Tuesday, June 26, 2012

#177 / Forgiveness

I have recently discovered that The Hannah Arendt Center For Politics And Humanities at Bard College has a regular blog. Now I subscribe. You can, too.

On June 11, 2012, the Arendt blog entry was titled "The Alternative To Forgiveness," which Arendt has identified as "punishment."

In The Human Condition, Arendt positions punishment as an alternative to forgiveness ... All actions, Arendt argues, are necessarily unpredictable and irreversible. We cannot know with certainty what will happen as a result of our actions, nor can we undo them. These two uncomfortable facts about action might otherwise paralyze us from doing anything, but thankfully we have the ability to make promises about the uncertain future and to both seek and grant forgiveness, absolving past harms. Were it not for these faculties we would be unable to reconcile our own finite existence with the fundamental plurality of the human condition. Without forgiveness in particular, we would be forever "confined to one single deed from which we could never recover; we would remain the victims of its consequences forever, not unlike the sorcerer's apprentice who lacked the magic formula to break the spell."

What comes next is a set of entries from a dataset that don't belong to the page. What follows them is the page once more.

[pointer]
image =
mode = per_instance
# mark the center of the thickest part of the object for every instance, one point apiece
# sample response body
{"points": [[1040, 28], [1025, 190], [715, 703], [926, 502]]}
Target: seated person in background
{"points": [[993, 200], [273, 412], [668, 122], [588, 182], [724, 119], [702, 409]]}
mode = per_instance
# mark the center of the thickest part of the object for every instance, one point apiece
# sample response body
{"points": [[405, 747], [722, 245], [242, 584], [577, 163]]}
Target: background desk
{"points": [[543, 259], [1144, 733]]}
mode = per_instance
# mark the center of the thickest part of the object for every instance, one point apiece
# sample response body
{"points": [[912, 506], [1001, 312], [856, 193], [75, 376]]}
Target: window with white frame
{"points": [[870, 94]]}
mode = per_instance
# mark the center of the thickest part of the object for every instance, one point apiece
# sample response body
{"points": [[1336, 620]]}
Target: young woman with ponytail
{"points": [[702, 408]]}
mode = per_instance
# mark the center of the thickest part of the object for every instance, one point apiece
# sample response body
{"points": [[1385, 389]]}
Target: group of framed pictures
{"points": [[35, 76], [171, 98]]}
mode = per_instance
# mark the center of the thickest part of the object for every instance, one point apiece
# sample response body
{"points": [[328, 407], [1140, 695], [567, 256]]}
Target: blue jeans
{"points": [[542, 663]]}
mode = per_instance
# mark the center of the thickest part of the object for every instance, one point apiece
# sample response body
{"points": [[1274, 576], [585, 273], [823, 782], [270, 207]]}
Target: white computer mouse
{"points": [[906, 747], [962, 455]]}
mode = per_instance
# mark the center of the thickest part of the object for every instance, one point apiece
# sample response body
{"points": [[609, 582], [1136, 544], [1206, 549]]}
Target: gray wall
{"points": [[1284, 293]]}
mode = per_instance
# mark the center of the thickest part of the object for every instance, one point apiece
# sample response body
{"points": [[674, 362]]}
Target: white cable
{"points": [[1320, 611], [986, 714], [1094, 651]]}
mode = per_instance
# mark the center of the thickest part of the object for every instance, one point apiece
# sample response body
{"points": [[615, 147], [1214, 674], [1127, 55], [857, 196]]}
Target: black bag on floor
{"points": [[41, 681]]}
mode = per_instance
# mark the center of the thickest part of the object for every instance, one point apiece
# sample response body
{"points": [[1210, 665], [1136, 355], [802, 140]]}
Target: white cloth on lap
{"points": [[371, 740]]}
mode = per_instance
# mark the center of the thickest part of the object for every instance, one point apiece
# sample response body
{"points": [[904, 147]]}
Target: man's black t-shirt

Forgiveness can resolve the fact of irreversibility because, Arendt succinctly notes, it is able to put "an end to something that without interference could go on endlessly."
This observation essentially claims that forgiveness is "revolutionary" (in the way that Arendt consistently uses the term), because forgiveness can allow a whole new story to begin. Without forgiveness, the stories we tell ourselves, and the stories we tell our children, will be nothing but the cyclical repetitions of the stories of all the insults and injuries that we have suffered in the past, however clothed those stories may be in new designs.

Unless we can free ourselves through forgiveness, our present existence is constrained and confined in the warp and woof of our own past actions, and of the past actions that have done us harm. It is only forgiveness - and forgiveness to the point of forgetting - that will allow us to escape that woven constraint of wrongs done and suffered, and that will permit us to move ahead, in new directions, and to make a new path.